The spot rupee ended at 130.90/98 per dollar, compared to Monday’s close of 130.90/95. The spot rupee was not traded in early session as dealers were reluctant to trade above 130.85, a level seen as desired by the central bank.
Three-day forwards, or spot next, which were actively traded in the absence of spot trade, closed at 131.00/05 per dollar compared with Monday’s close of 130.92/131.00.
While there was no moral suasion during this session, dealers and banks were unwilling to trade the spot as the central bank has been preventing any spot trade below 130.85 since last week.
The market expects the local currency to face more pressure due to rising seasonal imports and lower rates at least through November and an appreciation in December due to inflows from remittances and lower imports, dealers said.

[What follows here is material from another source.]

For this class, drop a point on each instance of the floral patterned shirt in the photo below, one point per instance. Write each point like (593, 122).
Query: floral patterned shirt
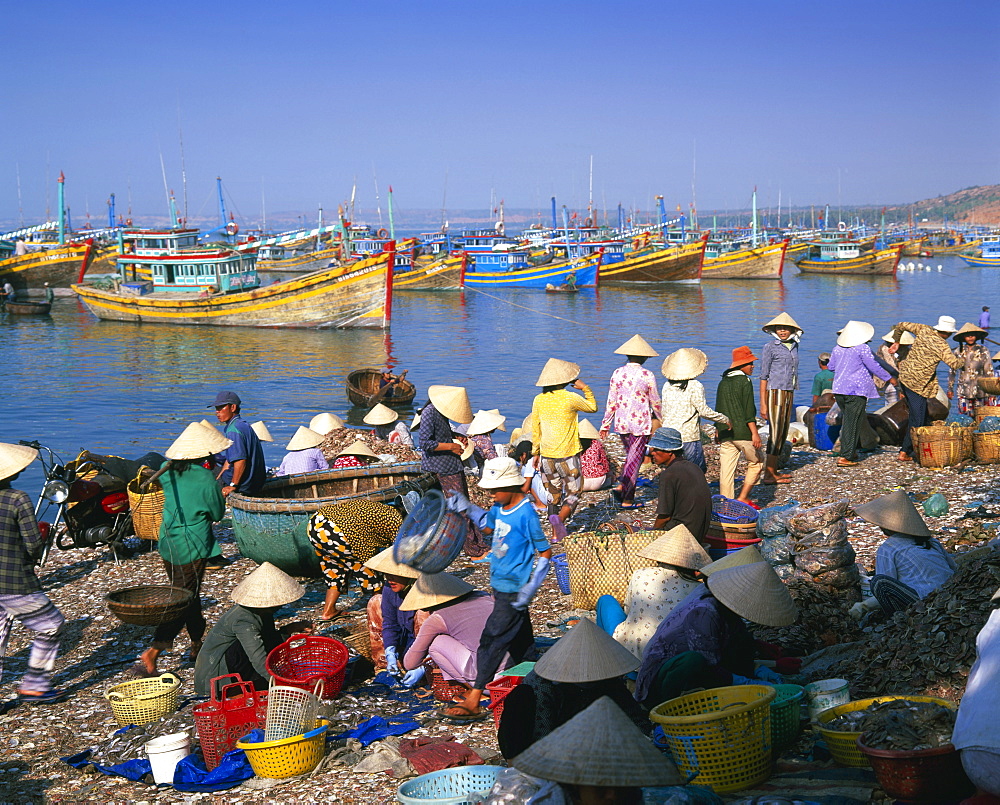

The Central Bank’s stable exchange rate policy would encourage more imports in the medium term, they said.
Central Bank Governor Ajith Nivard Cabraal said during a Reuters post-Budget forum in Colombo on 27 October that the trend was for an appreciating rupee. He did not elaborate.
The Central Bank has been dissuading banks from trading in the spot and three-day currency forwards below different pre-determined levels from time to time to prevent volatility.
Overseas investors sold a net Rs. 36.2 billion ($ 276.9 million) worth of government securities in the six weeks through 29 October, data from the Central Bank showed.